Eu não fui, desde a infância
Como outros eram… não olhei
O que outros viam… não busquei
Na mesma fonte as minhas ânsias…
Não foi do mesmo poço que tirei
Minha amargura… meu coração
Não entoou, em coro, hinos de louvor…
E tudo o que eu amei, amei em solidão…
Então ─ na minha infância ─ no alvor
De minha vida atormentada, fui refém
Do mistério que ainda hoje sobrevém
Do abismo donde brota o mal e o bem…
Da torrente, da nascente…
Da rubra fraga ascendente…
Do Sol que em mim revolveu
No seu fulgor outonal…
Do clarão que ascendeu
Pelo espaço, e em mim rasou…
Do trovão, do temporal…
Da nuvem que se moldou
(Conquanto azul fosse o céu)
Em demónio e me ensombrou.


Edgar Allan Poe, in Obra Poética Completa, trad.

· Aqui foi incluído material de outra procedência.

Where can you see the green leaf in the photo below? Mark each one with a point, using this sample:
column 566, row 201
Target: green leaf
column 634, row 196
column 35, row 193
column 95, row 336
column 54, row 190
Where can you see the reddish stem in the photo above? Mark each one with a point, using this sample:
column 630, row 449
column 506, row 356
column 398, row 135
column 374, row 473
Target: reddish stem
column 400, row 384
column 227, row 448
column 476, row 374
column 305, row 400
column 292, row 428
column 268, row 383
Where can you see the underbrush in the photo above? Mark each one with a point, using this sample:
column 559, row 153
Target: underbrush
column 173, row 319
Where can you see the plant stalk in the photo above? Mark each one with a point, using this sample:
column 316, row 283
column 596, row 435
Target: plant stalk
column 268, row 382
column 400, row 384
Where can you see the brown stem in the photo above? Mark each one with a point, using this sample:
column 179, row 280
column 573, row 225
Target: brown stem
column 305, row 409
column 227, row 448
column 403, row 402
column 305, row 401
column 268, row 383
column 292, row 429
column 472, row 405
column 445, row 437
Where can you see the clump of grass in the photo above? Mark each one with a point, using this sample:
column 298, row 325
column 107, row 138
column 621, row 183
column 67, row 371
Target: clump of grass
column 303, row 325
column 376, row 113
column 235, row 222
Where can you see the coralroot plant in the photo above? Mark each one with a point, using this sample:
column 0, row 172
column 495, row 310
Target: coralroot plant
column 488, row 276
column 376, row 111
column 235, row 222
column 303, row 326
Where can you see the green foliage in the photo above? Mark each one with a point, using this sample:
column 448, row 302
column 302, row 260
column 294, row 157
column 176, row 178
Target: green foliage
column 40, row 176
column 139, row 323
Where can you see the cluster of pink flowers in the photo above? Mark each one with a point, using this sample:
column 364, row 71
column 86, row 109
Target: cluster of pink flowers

Margarida Vale de Gato, Tinta-da-China, Março de 2009, p. 199. Do mesmo poema, publiquei ali uma versão minha em Julho de 2005. Relembro-a agora:




Desde a hora da infância eu não fui
Como outros foram - eu não vi
Como outros viram – não pude tomar
Minhas paixões duma primavera vulgar.
Da mesma nascente eu não traguei
A minha tristeza; eu não despertei
Para o júbilo comum o meu coração;
E tudo o que amei, eu amei em solidão.
Nesse tempo da infância ─ na madrugada
Da vida mais tormentosa ─ foi traçada
Das profundezas do bem e do mal
O mistério que me mantém sem igual:
Da torrente ou da fonte,
Do rubro penhasco do alto monte,
Do sol que gira em meu torno
Num matiz dourado de Outono ─
Do relâmpago no céu
Que tão perto de mim se deu ─
Da tempestade e do trovão,
E da nuvem que adquiriu a feição
(Quando azul era o resto dos Céus)
De um demónio aos olhos meus.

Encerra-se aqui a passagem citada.